Sale and Leaseback – Definition
Sale and Leaseback is a simple financial transaction that allows a person to lease an asset to himself after selling it. Under the transaction, an asset previously owned by the seller is sold to someone else and is leased back to the first owner for a long term. The transaction thus allows a person to be able to use the asset and not own it. One usually makes a leaseback transaction for high-value fixed assets such as real estate and goods like airplanes and trains. Sale and leaseback are shortly called leaseback.
For example, X owns the land. Under the leaseback transaction, X will sell the land to Y and will get a lease on the same land from Y for the long term.
A company usually enters a leaseback transaction for accounting and taxation purposes. For example, a company may transfer its asset to the holding company but still will be able to use it. Also, transferring to a holding company will allow the parent company to track the assets’ worth and profitability. Another example is that in case of financial distress or when a company needs money for some purpose, a company can sell the asset instead of getting a loan or raising money from outside. The buyer of the asset is someone who is only interested in securing a long-term investment and will lease the asset back to the company. This way, the company gets the cash influx and will still be able to use the asset.
Sale and Leaseback transactions are common in the Real estate investment trusts (REITs) and Aviation industry.
The person who buys the assets and lets them out on lease is called the investor or landlord.

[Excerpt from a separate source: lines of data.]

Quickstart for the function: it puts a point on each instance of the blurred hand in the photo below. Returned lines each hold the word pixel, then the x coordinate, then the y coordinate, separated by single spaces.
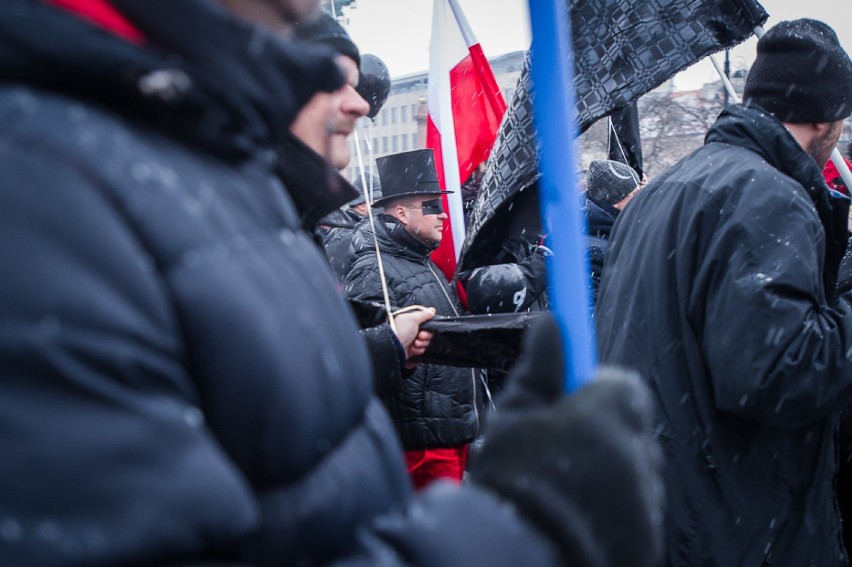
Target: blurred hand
pixel 414 340
pixel 584 469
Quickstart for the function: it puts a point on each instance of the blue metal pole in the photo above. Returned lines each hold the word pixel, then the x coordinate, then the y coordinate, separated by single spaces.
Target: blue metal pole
pixel 553 108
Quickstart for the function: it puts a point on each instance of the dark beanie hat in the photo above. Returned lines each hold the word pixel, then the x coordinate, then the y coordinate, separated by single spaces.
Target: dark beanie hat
pixel 801 74
pixel 328 31
pixel 610 181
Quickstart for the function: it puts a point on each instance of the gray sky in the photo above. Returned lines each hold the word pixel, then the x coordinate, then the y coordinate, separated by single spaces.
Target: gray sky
pixel 398 31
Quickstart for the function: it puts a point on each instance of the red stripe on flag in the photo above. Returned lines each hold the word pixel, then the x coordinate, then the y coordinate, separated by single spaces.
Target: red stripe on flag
pixel 102 13
pixel 477 109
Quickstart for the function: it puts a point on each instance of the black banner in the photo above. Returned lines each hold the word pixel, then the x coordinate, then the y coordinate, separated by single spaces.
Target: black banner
pixel 622 49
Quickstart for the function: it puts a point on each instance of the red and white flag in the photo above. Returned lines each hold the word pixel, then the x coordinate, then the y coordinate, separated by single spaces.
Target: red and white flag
pixel 465 110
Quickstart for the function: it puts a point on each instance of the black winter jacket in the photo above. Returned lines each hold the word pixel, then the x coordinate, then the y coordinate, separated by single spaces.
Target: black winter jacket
pixel 719 289
pixel 437 406
pixel 181 382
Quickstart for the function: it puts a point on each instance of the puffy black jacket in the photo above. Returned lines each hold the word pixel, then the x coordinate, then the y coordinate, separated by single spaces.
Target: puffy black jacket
pixel 437 406
pixel 181 382
pixel 719 289
pixel 337 241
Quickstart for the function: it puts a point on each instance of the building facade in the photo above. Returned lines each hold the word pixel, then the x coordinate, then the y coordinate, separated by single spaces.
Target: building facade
pixel 401 124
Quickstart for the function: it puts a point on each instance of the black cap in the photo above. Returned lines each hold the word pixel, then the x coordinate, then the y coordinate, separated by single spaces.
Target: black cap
pixel 374 83
pixel 328 31
pixel 408 174
pixel 801 74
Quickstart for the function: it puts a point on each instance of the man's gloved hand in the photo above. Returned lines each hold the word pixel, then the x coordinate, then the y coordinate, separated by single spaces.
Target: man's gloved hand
pixel 584 469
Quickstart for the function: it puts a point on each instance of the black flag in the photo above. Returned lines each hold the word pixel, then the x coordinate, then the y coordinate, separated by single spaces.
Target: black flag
pixel 622 49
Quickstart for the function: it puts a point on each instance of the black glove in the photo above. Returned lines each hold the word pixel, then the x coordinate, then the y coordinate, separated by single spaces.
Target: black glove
pixel 584 469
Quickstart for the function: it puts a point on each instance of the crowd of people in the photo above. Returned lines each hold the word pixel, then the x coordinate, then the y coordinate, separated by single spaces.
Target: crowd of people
pixel 185 380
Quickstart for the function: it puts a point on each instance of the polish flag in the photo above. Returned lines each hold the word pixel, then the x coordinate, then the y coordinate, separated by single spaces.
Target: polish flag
pixel 465 110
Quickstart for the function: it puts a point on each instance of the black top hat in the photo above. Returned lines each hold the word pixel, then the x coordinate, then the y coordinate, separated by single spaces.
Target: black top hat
pixel 408 174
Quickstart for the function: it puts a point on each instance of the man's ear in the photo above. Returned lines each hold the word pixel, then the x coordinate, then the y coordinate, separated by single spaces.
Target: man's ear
pixel 400 213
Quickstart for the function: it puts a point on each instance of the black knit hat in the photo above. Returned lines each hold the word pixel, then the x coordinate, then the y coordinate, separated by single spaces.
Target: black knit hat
pixel 610 181
pixel 408 174
pixel 328 31
pixel 801 74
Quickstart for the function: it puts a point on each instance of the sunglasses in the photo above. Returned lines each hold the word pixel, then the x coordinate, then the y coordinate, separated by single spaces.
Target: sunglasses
pixel 430 207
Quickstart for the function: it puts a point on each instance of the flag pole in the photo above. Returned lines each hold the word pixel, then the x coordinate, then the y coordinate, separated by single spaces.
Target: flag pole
pixel 553 106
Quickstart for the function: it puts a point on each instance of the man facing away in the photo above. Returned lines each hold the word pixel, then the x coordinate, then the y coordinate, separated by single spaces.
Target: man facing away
pixel 436 412
pixel 719 290
pixel 180 381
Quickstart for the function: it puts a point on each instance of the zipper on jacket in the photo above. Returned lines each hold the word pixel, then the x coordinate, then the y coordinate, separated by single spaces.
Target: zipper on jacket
pixel 472 371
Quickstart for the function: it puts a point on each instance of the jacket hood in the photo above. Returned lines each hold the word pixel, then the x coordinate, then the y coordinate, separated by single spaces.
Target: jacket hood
pixel 228 84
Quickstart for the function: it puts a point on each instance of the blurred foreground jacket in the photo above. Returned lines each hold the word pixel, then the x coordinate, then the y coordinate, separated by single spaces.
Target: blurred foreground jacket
pixel 181 382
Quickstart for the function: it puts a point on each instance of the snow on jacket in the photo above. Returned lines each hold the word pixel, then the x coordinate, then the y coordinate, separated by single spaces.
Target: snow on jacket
pixel 181 381
pixel 720 290
pixel 437 406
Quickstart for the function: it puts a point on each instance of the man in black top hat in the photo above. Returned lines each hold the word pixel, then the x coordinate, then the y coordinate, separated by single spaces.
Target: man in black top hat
pixel 720 289
pixel 436 411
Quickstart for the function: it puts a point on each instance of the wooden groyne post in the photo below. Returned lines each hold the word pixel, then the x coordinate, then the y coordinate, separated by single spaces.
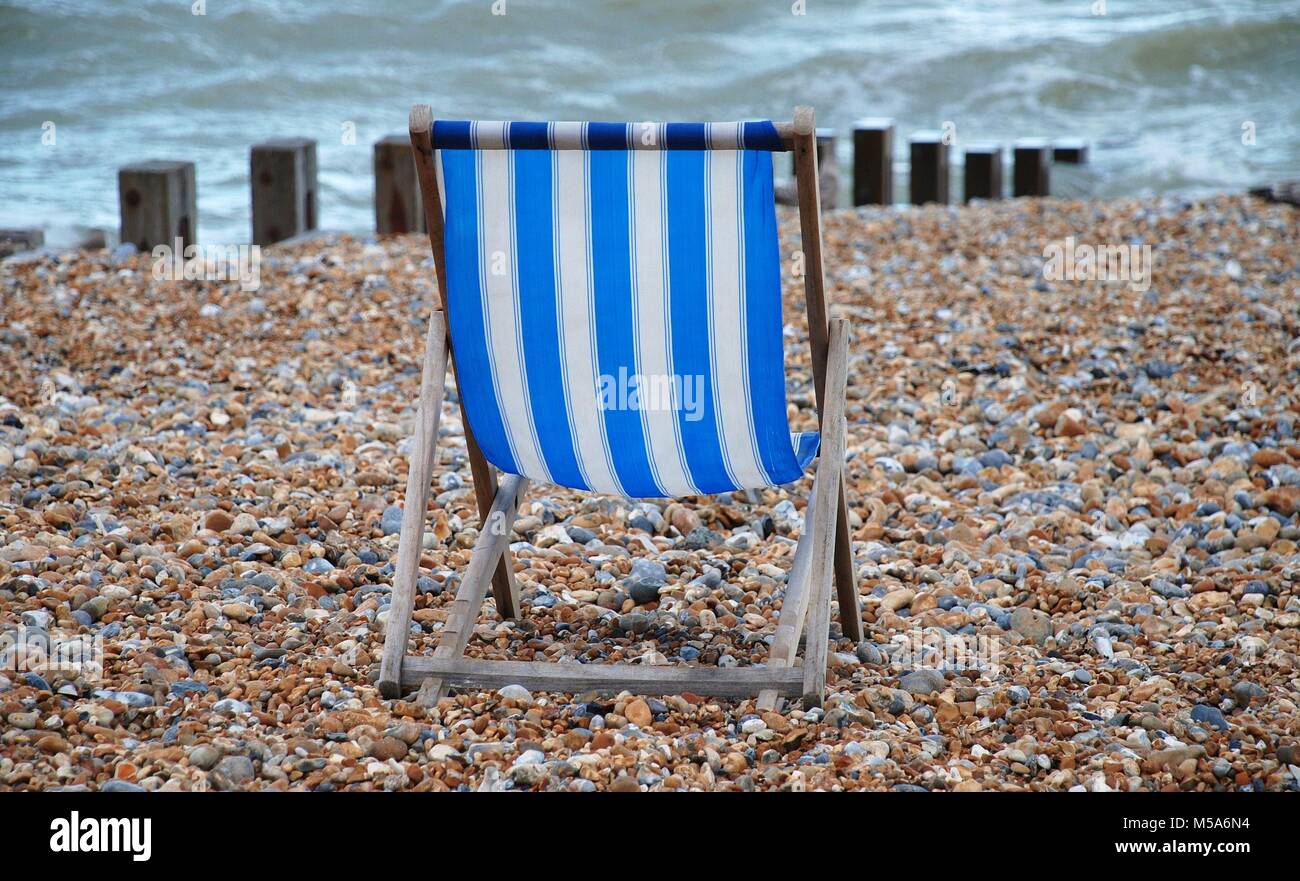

The seller of the asset is also the lessee.
Example of Sale and Leaseback
A safe deposit vault given by banks is a classic example to quote. Here banks that initially are the owners of the vaults sell the vaults to a leasing company at a market price that is substantially higher than the book value. Subsequently, the leasing company will offer back these vaults to the same banks on a long-term basis. The banks will then sub-lease these vaults to their customers.
Advantages to the Lessee
Enables Expansion of the Business
If a company doesn’t have the funds to own the asset, it can purchase the asset and enter a leaseback transaction. This way, the company can get back 100% of the investment and still be able to use the asset. Similarly, in the case when a company already owns an asset but wants some cash for expansion or even regular business use, the leaseback agreement will allow the company to get a cash influx. This will also enable the company to use the asset as before by paying rent under the lease agreement.
Improve Company’s Balance Sheet
An asset purchased on debt affects the company’s balance sheet. The company can reduce its debt and improve balance sheet health by entering a leaseback transaction. This will improve the balance sheet in three ways. First, the liability on the balance sheet will reduce. Second, there will be an increase in current assets in the form of cash and lease agreements. Third, the asset turnover of the company will improve. The asset turnover will improve as the fixed assets will reduce, but the revenue-generating capability of the asset will still be in the hands of the company.
Reduction in Tax Liability
This works in two ways, the company, which has now sold the asset and has it on a lease, does not have to pay tax on any appreciation of the asset, and also the rent outlet will reduce the profit in the profit and loss (p&l) account which will, in turn, reduce the tax liability. A depreciation charge on the asset would have a similar impact on the p&l account. However, the depreciation amount will be lower than the lease amount. Also, there is no depreciation charge on real estate assets like land.
One can avoid paying tax on the sale of an asset by reinvesting the sale proceeds in the business or buying another asset.
Once sold, the company is free from the asset’s volatility risks that have to be borne in case of cyclical market variations.
Advantages to the Investor
Fair Return on Investment
The investor is buying an asset that the seller will be using in the future. The buyer’s interest will ensure that the asset is a fair investment, providing a decent return on the investment.
Regular Stream of Income
The buyer does not have to worry about the return, as they have a reliable tenant for the long term. This ensures that the investment earns a fixed return on the property and has a continuous cash flow stream.